Description
You will build and optimize data pipelines for an internal observability and analytics platform.
Responsibilities
- Design and build scalable batch and real-time data pipelines across structured and unstructured sources.
- Integrate analytics and observability services with upstream annotation tools and downstream ML validation systems.
- Collaborate with product, platform, and analytics teams to define event models, metrics, and data contracts.
- Develop ETL/ELT workflows using tools like AWS Glue, PySpark, or Airflow; ensure data quality, lineage, and reconciliation.
- Implement observability pipelines and alerts for mission-critical metrics.
Required Skills
- 3–8 years of experience in data engineering or backend development in data-intensive environments.
- Proficiency in Python and SQL; familiarity with PySpark or other distributed processing frameworks.
- Strong experience with cloud-native data tools and services (S3, Lambda, Glue, Kinesis, Firehose, RDS).
- Familiarity with frameworks like Apache Hadoop, Apache Spark, and related tools for handling large datasets.
- Experience with data lake and warehouse patterns (e.g., Delta Lake, Redshift, Snowflake).

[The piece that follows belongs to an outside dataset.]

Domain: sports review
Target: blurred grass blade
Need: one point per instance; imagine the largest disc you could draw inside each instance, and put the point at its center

- Solid understanding of data modeling, schema design, and versioned datasets.
- Working knowledge of messaging frameworks like Kafka, Firehose.
- Good working knowledge of Database fundamentals, relational databases and SQL.
Preferred Skills
- Experience with observability/monitoring systems (e.g., Prometheus, Grafana, OpenTelemetry).
- Familiarity with data governance, RBAC, PII redaction, or compliance in analytics platforms.